Software Archive
Read-only legacy content
Announcements
FPGA community forums and blogs have moved to the Altera Community. Existing Intel Community members can sign in with their current credentials.
17060 Discussions

Xeon Phi Segmentation Fault Simple Offload

Dave_O_
Beginner
1,447 Views

I have this simple matrix multiply for offload on Phi, but I get  offload error (SIGSEGV) when I run the program below:

#include <stdlib.h>
#include <math.h>

void main()
{
    double *a, *b, *c; 
    int i,j,k, ok, n=100;

    // allocated memory on the heap aligned to 64 byte boundary 
    ok = posix_memalign((void**)&a, 64, n*n*sizeof(double)); 
    ok |= posix_memalign((void**)&b, 64, n*n*sizeof(double)); 
    ok |= posix_memalign((void**)&c, 64, n*n*sizeof(double));


    // initialize matrices 
    for(i=0; i<n; i++)
    {
        a = (int) rand();
        b = (int) rand();
        c = 0.0;
    }
    
    //offload code 
    #pragma offload target(mic) in(a,b:length(n*n)) inout(c:length(n*n)) 
    
    //parallelize via OpenMP on MIC 
    #pragma omp parallel for 
    for( i = 0; i < n; i++ ) 
        for( k = 0; k < n; k++ ) 
            #pragma vector aligned 
            #pragma ivdep 
            for( j = 0; j < n; j++ ) 
                //c = c + a*b
                    c[i*n+j] = c[i*n+j] + a[i*n+k]*b[k*n+j];

}

What am I doing wrong?

I read a previous post that there might be a known bug in the release?

 

 

0 Kudos
1 Solution
Andrey_Vladimirov
New Contributor III
1,447 Views

Hi Dave,

in order to fix your code you can do something like below.

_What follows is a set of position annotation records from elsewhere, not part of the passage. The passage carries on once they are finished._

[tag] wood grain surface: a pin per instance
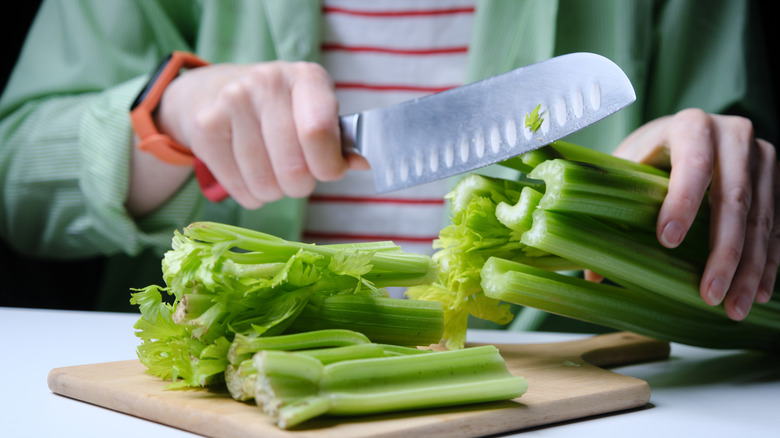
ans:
(566, 380)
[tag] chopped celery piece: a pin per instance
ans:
(376, 385)
(228, 281)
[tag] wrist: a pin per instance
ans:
(145, 115)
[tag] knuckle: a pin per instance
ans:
(763, 223)
(308, 70)
(737, 198)
(693, 120)
(265, 187)
(731, 255)
(268, 77)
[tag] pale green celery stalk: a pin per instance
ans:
(518, 217)
(573, 152)
(241, 379)
(382, 320)
(399, 268)
(243, 347)
(637, 311)
(475, 235)
(390, 384)
(630, 262)
(496, 189)
(625, 196)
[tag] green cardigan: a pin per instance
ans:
(65, 136)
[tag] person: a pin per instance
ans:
(262, 117)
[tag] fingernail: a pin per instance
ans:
(763, 295)
(716, 292)
(672, 234)
(742, 306)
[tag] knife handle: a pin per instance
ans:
(213, 190)
(349, 130)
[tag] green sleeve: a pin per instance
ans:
(677, 54)
(65, 133)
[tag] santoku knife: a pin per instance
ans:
(482, 123)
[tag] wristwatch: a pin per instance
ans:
(142, 111)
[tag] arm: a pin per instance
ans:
(716, 152)
(265, 130)
(65, 135)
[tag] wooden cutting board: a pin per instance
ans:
(565, 381)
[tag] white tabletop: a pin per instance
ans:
(696, 393)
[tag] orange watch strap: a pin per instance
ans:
(142, 112)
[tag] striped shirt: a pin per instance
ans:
(380, 53)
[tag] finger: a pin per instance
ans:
(647, 145)
(592, 276)
(769, 278)
(690, 142)
(357, 162)
(277, 121)
(249, 147)
(730, 201)
(750, 270)
(211, 142)
(315, 110)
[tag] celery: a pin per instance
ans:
(243, 347)
(475, 235)
(227, 280)
(293, 388)
(588, 210)
(635, 310)
(380, 319)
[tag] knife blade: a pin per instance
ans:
(475, 125)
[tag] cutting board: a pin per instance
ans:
(566, 380)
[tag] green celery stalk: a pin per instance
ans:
(574, 152)
(375, 385)
(227, 280)
(382, 320)
(244, 347)
(639, 311)
(624, 196)
(628, 261)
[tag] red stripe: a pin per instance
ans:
(433, 51)
(400, 13)
(373, 200)
(349, 237)
(391, 87)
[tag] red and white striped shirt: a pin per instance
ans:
(379, 53)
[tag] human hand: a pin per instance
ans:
(720, 153)
(265, 130)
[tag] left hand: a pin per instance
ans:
(719, 153)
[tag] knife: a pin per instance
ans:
(478, 124)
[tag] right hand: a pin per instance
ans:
(265, 131)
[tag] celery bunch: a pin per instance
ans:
(228, 281)
(578, 208)
(294, 378)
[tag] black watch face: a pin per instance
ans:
(145, 91)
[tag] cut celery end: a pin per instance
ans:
(574, 152)
(382, 320)
(638, 311)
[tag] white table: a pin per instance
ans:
(696, 393)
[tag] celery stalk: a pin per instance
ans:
(380, 319)
(243, 347)
(368, 386)
(227, 280)
(639, 311)
(628, 261)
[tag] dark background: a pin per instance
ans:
(72, 285)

A nice paper about it is http://software.intel.com/en-us/articles/data-alignment-to-assist-vectorization ; . A comprehensive resource with practical examples that addresses vectorization, data alignment and optimization on Xeon Phi in general is http://www.colfax-intl.com/nd/xeonphi/book.aspx . Of course, asking me about resources is like asking Ronald McDonald to point out a good burger place in town.

Andrey

 

#include <stdlib.h>

#include <math.h>

void main()

{

    double *a, *b, *c;

    int i,j,k, ok, n=100;
    int nPadded = ( n%8 == 0 ? n : n + (8-n%8) );

    // allocated memory on the heap aligned to 64 byte boundary

    ok = posix_memalign((void**)&a, 64, n*nPadded*sizeof(double));

    ok |= posix_memalign((void**)&b, 64, n*nPadded*sizeof(double));

    ok |= posix_memalign((void**)&c, 64, n*nPadded*sizeof(double));

 

    // initialize matrices

    for(i=0; i<n; i++)

    {

        a = (int) rand();

        b = (int) rand();

        c = 0.0;

    }

    

    //offload code

    #pragma offload target(mic) in(a,b:length(n*nPadded)) inout(c:length(n*nPadded))

    

    //parallelize via OpenMP on MIC

    #pragma omp parallel for

    for( i = 0; i < n; i++ )

        for( k = 0; k < n; k++ )

            #pragma vector aligned

            #pragma ivdep

            for( j = 0; j < n; j++ )

                //c = c + a*b;

                    c[i*nPadded+j] = c[i*nPadded+j] + a[i*nPadded+k]*b[k*nPadded+j];

}

 

View solution in original post

0 Kudos
6 Replies
Dave_O_
Beginner
1,447 Views

Here is the program output:

[Offload] [MIC 0] [File]            matmul_offload.cpp
[Offload] [MIC 0] [Line]            19
[Offload] [MIC 0] [Tag]             Tag 0
offload error: process on the device 0 was terminated by signal 11 (SIGSEGV)

0 Kudos
jimdempseyatthecove
Honored Contributor III
1,447 Views

 >> c[i*n+j] = c[i*n+j] + a[i*n+k]*b[k*n+j];

n = 100
When i=1 and j=0 (start of inner loop) then c[i*n+j] is not aligned as you have so stated with #pragma vector aligned. Do not make false declarations.

Jim Dempsey

0 Kudos
Andrey_Vladimirov
New Contributor III
1,446 Views

If you work with "#pragma vector aligned" on Xeon Phi, then, in addition to using an aligned allocator, you have to pad the inner loop dimension (in your case, "n") to a multiple of 8 in double precision or a multiple of 16 in single precision. Otherwise, as Jim Dempsey explained above, your declaration becomes false for i>0.

0 Kudos
Dave_O_
Beginner
1,446 Views

Thanks Andrey - its my first Offload code for xeon phi. I usually compile code for native runs.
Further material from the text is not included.